KEBIJAKAN KRIMINAL PENANGGULANGAN
TINDAK PIDANA EKONOMI DI INDONESIA
Iza Fadri
Pascasarjana Fakultas Hukum
Universitas Nasional
Jl. Sawo Manila Pajetan Pasar Minggu
Jakarta
Nama : Suri Putri Pertami
Kelas : 2EB08
NPM : 26211948
Tindak
Pidana Ekonomi Merupakan Pelanggaran Hukum Pidana Ekonomi
Mengenai konsep hukum pidana ekonomi, beberapa
pakar hukum telah mengemukakan pendapat, diantaranya adalah Andi Hamzah yang
menyatakan: bahwa hukum pidana ekonomi adalah bagain dari hukum pidana, yang
mempunyai corak-corak tersendiri, yaitu corak ekonomi. Sehingga dapat dikatakan
bahwa setiap ketentuan hukum pidana yang mempunyai orientasi pengaturan di
bidang ekonomi dapat dikategorikan sebagai hukum pidana ekonomi.

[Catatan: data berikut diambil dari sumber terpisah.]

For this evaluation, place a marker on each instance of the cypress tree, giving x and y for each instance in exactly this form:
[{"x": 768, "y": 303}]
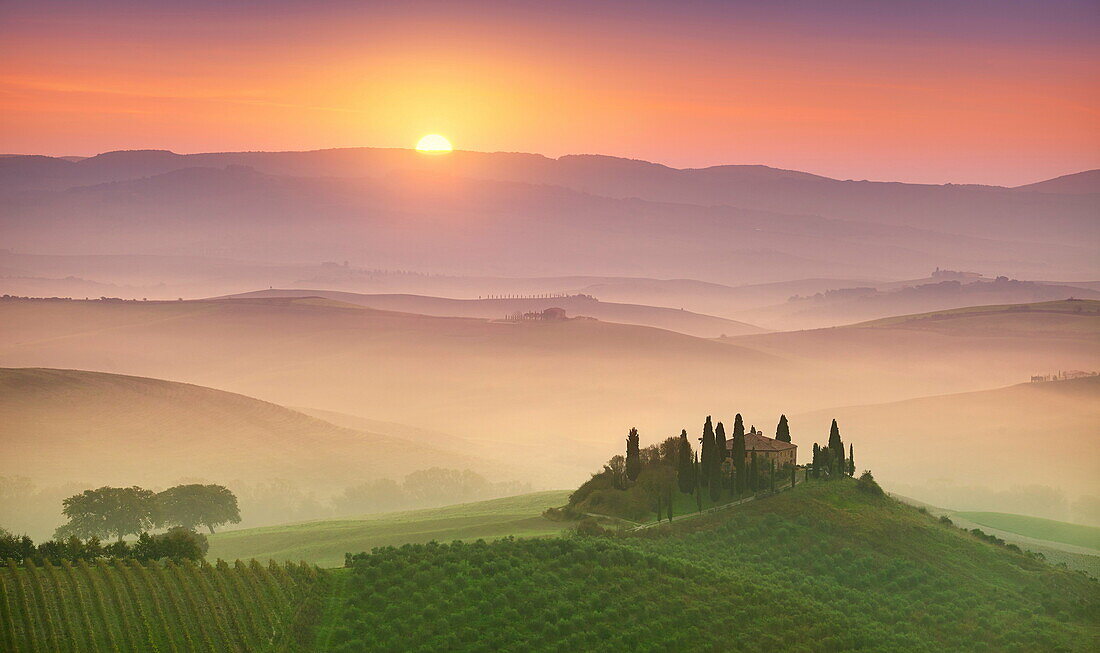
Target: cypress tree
[
  {"x": 715, "y": 483},
  {"x": 685, "y": 472},
  {"x": 699, "y": 490},
  {"x": 633, "y": 455},
  {"x": 738, "y": 452},
  {"x": 836, "y": 446},
  {"x": 707, "y": 453},
  {"x": 782, "y": 431}
]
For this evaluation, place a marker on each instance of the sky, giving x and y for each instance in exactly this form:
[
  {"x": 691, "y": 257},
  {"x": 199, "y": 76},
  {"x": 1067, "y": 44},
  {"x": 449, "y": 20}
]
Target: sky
[{"x": 982, "y": 92}]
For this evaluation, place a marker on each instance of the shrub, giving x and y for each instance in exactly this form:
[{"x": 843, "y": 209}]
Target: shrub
[{"x": 867, "y": 484}]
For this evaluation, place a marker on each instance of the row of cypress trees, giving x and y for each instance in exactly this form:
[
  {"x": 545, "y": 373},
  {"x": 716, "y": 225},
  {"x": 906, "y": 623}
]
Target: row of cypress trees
[{"x": 829, "y": 460}]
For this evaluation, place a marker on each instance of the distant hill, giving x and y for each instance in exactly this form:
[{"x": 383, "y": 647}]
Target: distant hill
[
  {"x": 518, "y": 387},
  {"x": 574, "y": 306},
  {"x": 939, "y": 447},
  {"x": 64, "y": 425},
  {"x": 1087, "y": 183},
  {"x": 850, "y": 572},
  {"x": 972, "y": 210}
]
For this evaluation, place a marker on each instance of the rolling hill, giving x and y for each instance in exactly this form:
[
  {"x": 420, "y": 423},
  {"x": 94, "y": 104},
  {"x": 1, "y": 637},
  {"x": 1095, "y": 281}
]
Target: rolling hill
[
  {"x": 851, "y": 572},
  {"x": 939, "y": 449},
  {"x": 851, "y": 305},
  {"x": 65, "y": 431},
  {"x": 399, "y": 211},
  {"x": 531, "y": 384},
  {"x": 494, "y": 309},
  {"x": 325, "y": 542}
]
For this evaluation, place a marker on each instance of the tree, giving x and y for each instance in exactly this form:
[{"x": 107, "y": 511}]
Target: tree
[
  {"x": 195, "y": 505},
  {"x": 699, "y": 489},
  {"x": 685, "y": 469},
  {"x": 108, "y": 511},
  {"x": 782, "y": 431},
  {"x": 707, "y": 452},
  {"x": 633, "y": 455},
  {"x": 738, "y": 452},
  {"x": 836, "y": 446},
  {"x": 719, "y": 445}
]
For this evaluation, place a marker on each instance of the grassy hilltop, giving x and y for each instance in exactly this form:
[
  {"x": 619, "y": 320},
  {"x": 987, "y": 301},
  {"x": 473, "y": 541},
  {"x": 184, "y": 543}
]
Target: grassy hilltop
[
  {"x": 325, "y": 542},
  {"x": 823, "y": 567}
]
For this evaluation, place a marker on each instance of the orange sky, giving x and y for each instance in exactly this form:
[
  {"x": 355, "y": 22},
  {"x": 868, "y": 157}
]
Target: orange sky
[{"x": 996, "y": 93}]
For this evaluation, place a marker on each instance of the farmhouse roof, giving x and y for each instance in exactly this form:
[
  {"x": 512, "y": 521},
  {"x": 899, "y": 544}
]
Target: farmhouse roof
[{"x": 760, "y": 442}]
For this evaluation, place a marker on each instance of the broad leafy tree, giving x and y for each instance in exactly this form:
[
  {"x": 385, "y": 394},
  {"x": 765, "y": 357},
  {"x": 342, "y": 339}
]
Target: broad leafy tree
[
  {"x": 685, "y": 469},
  {"x": 738, "y": 451},
  {"x": 191, "y": 506},
  {"x": 633, "y": 455},
  {"x": 108, "y": 511},
  {"x": 782, "y": 430},
  {"x": 836, "y": 447}
]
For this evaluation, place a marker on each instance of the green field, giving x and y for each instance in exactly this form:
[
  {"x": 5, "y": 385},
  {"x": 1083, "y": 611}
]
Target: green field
[
  {"x": 325, "y": 542},
  {"x": 1040, "y": 529},
  {"x": 822, "y": 567},
  {"x": 1081, "y": 308},
  {"x": 127, "y": 606}
]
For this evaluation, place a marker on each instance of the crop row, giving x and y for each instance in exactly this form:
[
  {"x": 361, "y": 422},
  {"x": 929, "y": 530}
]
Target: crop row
[{"x": 129, "y": 606}]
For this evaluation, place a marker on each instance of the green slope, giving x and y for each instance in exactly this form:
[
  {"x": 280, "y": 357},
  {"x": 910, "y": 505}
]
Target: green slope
[
  {"x": 1040, "y": 529},
  {"x": 128, "y": 606},
  {"x": 1073, "y": 308},
  {"x": 325, "y": 542},
  {"x": 823, "y": 567}
]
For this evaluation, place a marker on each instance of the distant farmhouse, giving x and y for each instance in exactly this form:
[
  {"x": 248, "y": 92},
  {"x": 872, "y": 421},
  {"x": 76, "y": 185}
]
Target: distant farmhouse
[
  {"x": 767, "y": 449},
  {"x": 1063, "y": 375}
]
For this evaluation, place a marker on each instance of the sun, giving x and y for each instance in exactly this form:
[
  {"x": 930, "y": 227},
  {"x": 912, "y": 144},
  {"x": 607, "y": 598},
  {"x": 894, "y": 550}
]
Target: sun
[{"x": 433, "y": 143}]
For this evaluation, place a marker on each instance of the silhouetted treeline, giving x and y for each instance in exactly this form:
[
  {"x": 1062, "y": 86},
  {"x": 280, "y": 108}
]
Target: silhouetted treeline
[{"x": 177, "y": 543}]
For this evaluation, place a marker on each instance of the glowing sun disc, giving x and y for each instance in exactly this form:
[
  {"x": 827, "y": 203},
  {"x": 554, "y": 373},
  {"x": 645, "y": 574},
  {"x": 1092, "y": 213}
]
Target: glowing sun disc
[{"x": 433, "y": 143}]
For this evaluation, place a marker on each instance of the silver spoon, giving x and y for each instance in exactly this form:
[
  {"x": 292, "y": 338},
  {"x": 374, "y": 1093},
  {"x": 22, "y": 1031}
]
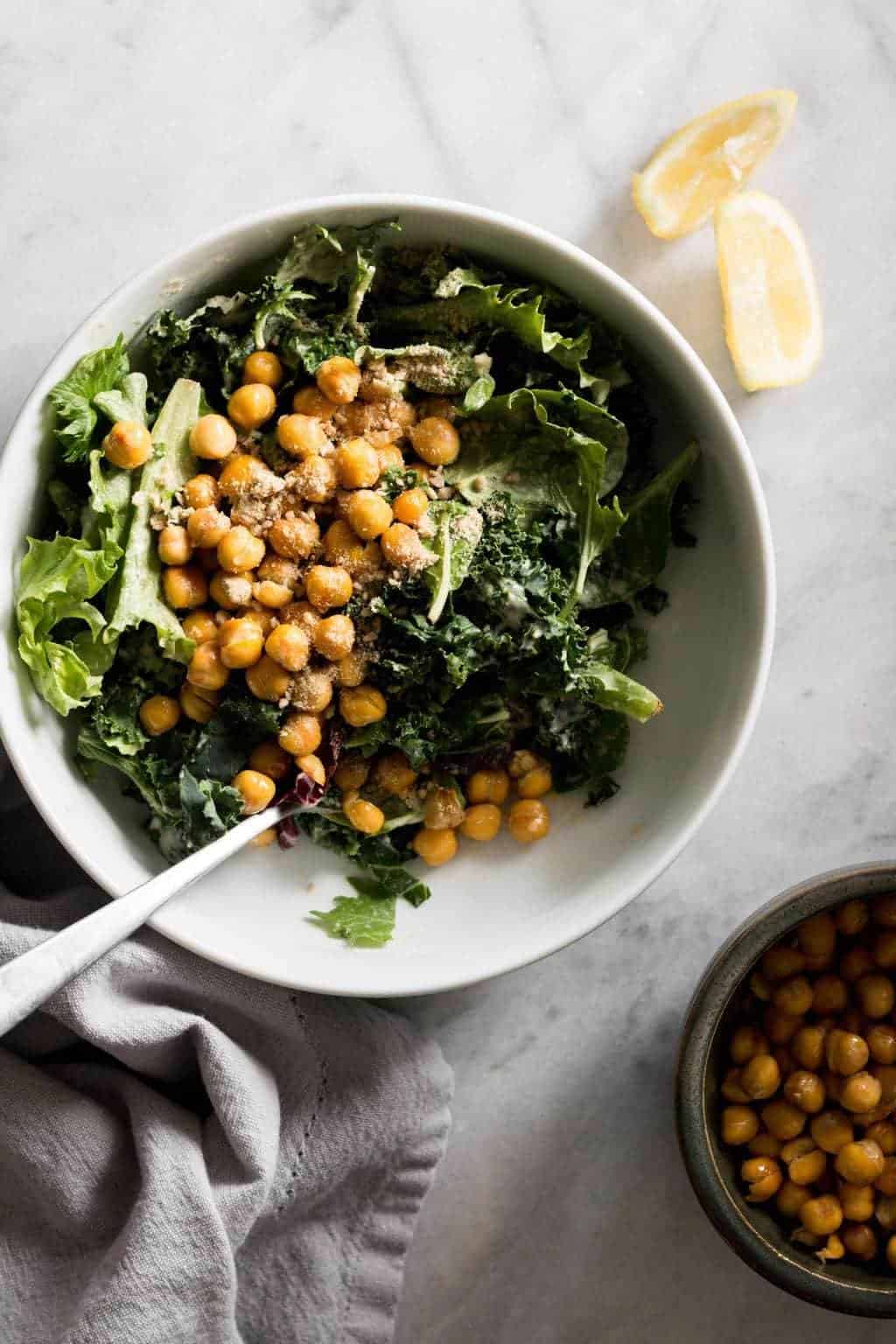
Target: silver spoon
[{"x": 32, "y": 978}]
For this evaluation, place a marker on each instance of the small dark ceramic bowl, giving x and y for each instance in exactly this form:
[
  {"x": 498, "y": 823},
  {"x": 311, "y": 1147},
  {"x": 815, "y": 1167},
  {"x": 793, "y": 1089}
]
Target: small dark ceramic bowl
[{"x": 751, "y": 1230}]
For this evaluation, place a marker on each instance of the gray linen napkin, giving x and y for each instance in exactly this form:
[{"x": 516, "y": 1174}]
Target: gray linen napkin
[{"x": 187, "y": 1155}]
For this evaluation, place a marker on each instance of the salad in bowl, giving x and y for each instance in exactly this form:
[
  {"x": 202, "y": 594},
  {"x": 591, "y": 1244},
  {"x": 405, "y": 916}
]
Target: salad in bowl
[{"x": 382, "y": 531}]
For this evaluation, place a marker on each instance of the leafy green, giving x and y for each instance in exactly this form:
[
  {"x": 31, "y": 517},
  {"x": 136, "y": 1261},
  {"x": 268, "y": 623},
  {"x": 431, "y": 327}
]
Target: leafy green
[
  {"x": 57, "y": 582},
  {"x": 367, "y": 920},
  {"x": 363, "y": 920},
  {"x": 73, "y": 398},
  {"x": 136, "y": 596},
  {"x": 641, "y": 550},
  {"x": 457, "y": 533}
]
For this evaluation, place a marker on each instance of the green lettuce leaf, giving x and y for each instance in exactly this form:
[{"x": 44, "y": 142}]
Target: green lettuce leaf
[
  {"x": 458, "y": 528},
  {"x": 57, "y": 582},
  {"x": 640, "y": 553},
  {"x": 136, "y": 596},
  {"x": 73, "y": 399}
]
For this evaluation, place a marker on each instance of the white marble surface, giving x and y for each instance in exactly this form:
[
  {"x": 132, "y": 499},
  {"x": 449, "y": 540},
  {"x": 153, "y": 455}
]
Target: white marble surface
[{"x": 562, "y": 1214}]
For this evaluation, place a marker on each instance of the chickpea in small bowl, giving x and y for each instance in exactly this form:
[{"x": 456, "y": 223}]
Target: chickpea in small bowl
[{"x": 786, "y": 1090}]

Bambang
Poernomo mengemukakan pengertian hukum pidana ekonomi sebagai berikut:
“Hukum pidana ekonomi adalah bagian dari hukum
pidana yang mengatur tentang pelanggaran dan atau kejahatan dalam bidang
ekonomi. Tujuan diadakannya hukum pidana ekonomi bukanlah hanya untuk
menerapkan norma hukum dan menjatuhkan sanksi hukum pidana sekedar sebagai
pencegahan atau pembalasan, akan tetapi mempunyai tujuan jauh untuk membangun perekonomian
dan megejar kemakmuran untuk seluruh rakyat”.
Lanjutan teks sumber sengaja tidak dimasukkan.